The 28-year-old Redding is scheduled to have a salary of $3.3 million this year. A college star at Texas, he was Detroit’s third-round pick in 2003. He is entering the third season of a seven-year contract worth nearly $50 million the Lions gave him in 2007.

Agent Kennard McGuire did not respond to inquiries on whether Redding had his contract restructured as a condition of the Seahawks acquiring him.

Earlier this month, the Seahawks gave free-agent defensive tackle Colin Cole, recently a reserve with Green Bay, $21.4 million over five years with $6 million guaranteed.

Seattle had already satisfied its first offseason priorities by designating Hill its franchise player for 2009 at a guaranteed $8.3 million and by signing T.J. Houshmandzadeh, the top wide receiver on the free agent market, to a $40 million deal for five years, with $15 million guaranteed.

Hill and the team are trying to get a long-term deal done, but agent Todd France has said the two sides aren’t close.

There is currently no speedy, pass-rushing heir apparent in Seattle to play opposite Hill. So Saturday’s deal hints the Seahawks may be targeting an outside linebacker for their the fourth overall choice in April’s draft.

The 6-foot-4, 295-pound Redding had a career-high eight sacks in 2006. But he had only one sack in 2007 and three last season as a team leader of the winless Lions — the NFL’s first 0-16 season.

Hill is 26 and was a third-round choice in Ruskell’s first draft with the Seahawks in 2005, and the Seahawks essentially chose him over Peterson.

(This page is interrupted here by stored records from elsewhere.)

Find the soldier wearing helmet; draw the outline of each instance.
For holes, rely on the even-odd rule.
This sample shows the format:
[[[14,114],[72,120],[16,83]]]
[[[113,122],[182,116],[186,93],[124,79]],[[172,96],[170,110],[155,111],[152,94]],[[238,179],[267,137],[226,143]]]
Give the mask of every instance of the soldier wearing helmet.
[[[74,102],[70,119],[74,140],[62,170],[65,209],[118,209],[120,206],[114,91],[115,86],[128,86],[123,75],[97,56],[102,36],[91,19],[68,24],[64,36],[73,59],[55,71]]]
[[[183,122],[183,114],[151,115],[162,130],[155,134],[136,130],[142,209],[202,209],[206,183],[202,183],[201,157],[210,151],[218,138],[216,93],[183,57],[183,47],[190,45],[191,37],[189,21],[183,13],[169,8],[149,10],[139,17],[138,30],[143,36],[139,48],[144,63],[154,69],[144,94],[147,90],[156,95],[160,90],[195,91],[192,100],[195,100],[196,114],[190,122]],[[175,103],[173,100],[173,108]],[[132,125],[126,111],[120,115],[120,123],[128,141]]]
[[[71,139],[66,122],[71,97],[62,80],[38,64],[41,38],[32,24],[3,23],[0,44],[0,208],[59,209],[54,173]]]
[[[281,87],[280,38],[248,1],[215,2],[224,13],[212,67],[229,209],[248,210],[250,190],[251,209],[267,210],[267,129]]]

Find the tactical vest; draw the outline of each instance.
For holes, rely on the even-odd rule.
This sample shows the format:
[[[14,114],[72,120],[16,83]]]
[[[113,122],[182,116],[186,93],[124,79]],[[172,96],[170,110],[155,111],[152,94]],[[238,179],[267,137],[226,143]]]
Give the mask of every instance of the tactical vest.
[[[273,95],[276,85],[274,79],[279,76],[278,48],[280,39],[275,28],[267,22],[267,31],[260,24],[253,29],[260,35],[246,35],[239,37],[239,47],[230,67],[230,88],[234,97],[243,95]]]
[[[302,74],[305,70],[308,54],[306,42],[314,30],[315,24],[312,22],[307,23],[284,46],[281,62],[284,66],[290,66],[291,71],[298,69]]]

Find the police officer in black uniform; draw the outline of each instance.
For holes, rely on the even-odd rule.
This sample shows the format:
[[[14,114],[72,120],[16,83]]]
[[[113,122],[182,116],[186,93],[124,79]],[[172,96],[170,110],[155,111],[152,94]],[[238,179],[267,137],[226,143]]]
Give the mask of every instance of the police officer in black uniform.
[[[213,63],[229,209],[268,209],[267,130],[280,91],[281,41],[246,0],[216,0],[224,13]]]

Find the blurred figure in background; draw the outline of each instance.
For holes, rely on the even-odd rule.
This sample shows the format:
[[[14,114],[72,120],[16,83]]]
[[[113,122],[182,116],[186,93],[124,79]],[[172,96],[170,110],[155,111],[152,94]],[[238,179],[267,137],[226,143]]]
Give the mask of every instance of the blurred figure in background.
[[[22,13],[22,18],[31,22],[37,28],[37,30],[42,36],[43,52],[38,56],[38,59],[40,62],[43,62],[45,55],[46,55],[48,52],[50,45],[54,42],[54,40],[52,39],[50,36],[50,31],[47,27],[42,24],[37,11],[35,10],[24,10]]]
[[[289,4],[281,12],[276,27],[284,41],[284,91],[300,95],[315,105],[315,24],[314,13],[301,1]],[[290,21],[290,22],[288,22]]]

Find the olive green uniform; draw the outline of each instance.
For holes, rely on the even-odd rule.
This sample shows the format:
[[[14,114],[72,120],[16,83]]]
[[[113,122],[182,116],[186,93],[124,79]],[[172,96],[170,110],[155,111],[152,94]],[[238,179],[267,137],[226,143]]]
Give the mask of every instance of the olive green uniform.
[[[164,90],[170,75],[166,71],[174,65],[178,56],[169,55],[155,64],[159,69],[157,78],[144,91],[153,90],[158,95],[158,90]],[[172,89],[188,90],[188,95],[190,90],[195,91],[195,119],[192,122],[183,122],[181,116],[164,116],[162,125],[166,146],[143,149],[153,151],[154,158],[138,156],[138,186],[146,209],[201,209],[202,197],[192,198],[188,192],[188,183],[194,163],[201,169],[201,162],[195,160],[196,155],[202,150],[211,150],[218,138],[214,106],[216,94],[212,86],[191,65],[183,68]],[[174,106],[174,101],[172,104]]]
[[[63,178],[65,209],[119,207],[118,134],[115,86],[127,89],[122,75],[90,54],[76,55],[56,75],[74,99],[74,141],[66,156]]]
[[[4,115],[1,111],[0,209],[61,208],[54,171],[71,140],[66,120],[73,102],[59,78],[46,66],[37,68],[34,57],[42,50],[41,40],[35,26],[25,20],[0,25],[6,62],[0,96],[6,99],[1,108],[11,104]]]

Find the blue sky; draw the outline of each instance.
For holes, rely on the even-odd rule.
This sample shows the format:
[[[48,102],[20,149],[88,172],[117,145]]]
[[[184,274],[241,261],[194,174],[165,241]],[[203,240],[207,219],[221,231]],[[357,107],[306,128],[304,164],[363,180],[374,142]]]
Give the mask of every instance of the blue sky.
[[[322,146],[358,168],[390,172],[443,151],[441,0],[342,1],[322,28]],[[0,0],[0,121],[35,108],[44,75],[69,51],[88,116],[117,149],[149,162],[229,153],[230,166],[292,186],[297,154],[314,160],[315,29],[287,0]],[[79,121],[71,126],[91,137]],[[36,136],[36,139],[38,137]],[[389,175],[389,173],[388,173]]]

Peterson, who turns 31 in August, was entering the richer parts of the $54 million, seven-year contract with $18.5 million in guarantees he signed with Seattle in 2006 as a free agent from San Francisco. He had five sacks last season, tied with Patrick Kerney for second-most on the team. That was far below his 9.5 and 10 sacks in his first two years with the Seahawks, the highest totals of his nine-year career.